First, they build proxies to buy time and stretch sensation and remembrance. One finds body doubles, mother doubles, tongue diaries, hair stitched through skin, speculative scripts, neural networks, branded limbs, rehearsal architectures, and scores made in ash and smoke. Therapy mats, cement rags, and carbonated water stand in for invisible maintenance work and performance. Proxies, whether technological or literal, allow for provisional testing in search of a direction.

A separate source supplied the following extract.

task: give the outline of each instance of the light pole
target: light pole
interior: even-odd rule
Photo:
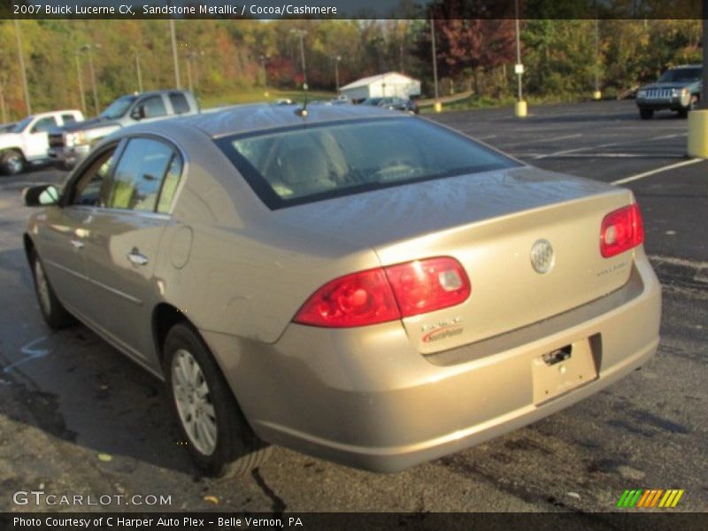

Second, they stage chimeric transmutation through alien embryos, molted snakeskin braids, meteor showers, and invented mythological creatures. Icons are pulled apart and put back together again. Transmutation is not a metaphor but a metabolic fact. Through fermentation, evolution, or engineering, systems hybridize, creating a host of chimeric intelligences in the place of one master.
Finally, and most optimistically, they invent oracles: predictive models, risk assessors, forecasts of future chaos, prophecies of performances that should be, divination through algorithmic augury, and games without ends in sight.